SERPONG, AYOJAKARTA.COM -- Komisi Pengawas Persaingan Usaha (KPPU) menyelidiki dugaan tindak monopoli harga BBM non-subsidi yang dilakukan lima perusahaan migas.
Kelima perusahaan yang masih dirahasiakan namanya diduga melakukan kesepakatan untuk tidak menurunkan harga BBM non-subsidi meskipun harga minyak dunia anjlok.
Melalui juru bicaranya, KPPU mengaku sudah memiliki bukti awal praktik monopoli harga BBM non-subsidi. Kelima perusahaan itu dianggap melanggar Pasal 5 pada UU 5/1999 tentang Larangan Praktek Monopoli dan Persaingan Usaha Tidak Sehat. Isinya, pelaku usaha dilarang membuat perjanjian dengan pelaku usaha pesaingnya untuk menetapkan harga atas suatu barang dan atau jasa yang harus dibayar oleh konsumen atau pelanggan pada pasar bersangkutan yang sama.

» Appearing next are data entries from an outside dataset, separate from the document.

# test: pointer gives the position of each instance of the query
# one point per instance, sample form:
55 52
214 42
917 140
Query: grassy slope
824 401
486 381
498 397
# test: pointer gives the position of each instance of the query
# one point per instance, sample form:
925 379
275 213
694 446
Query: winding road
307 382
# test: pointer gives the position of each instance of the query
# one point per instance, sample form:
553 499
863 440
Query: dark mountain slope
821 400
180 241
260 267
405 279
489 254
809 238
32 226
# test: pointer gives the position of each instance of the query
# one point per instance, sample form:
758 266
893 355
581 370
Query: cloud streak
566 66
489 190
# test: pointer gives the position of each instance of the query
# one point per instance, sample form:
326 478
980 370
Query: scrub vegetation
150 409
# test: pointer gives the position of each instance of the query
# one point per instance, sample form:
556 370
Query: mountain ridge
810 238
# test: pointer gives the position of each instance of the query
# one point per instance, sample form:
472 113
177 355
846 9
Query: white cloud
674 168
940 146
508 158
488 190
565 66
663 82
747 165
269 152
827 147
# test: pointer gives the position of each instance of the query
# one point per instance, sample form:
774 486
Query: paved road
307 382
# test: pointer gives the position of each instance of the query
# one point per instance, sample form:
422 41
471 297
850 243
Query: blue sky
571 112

KPPU menduga kesepakatan tidak menurunkan harga BBM ini berlangsung sejak Maret 2020.
Wakil Ketua Fraksi PKS di DPR RI, Mulyanto, mendukung langkah KPPU tersebut.
"Jika dugaan tersebut terbukti, PKS minta semua pihak terkait diberikan sanksi sesuai hukum yang berlaku. Pertamina dan Pemerintah, dalam hal ini Kementerian ESDM, harus bertanggungjawab karena menjadi contoh dalam perlombaan tahan harga BBM ini," kata Mulyanto.
Anggota Komisi VII DPR ini menegaskan, PKS akan mengawal proses penyelidikan dugaan monopoli lima perusahaan migas ini oleh KPPU. Bagi PKS, dugaan monopoli ini adalah konspirasi jahat yang merugikan rakyat. Untuk itu harus diusut tuntas.
"Saya acungkan jempol kepada KPPU yang proaktif melakukan penyelidikan terhadap permainan harga BBM non-subsidi ini. Saya yakin ini bukan pekerjaan mudah karena ada banyak pihak yang berkepentingan dengan harga jual BBM non-subsidi.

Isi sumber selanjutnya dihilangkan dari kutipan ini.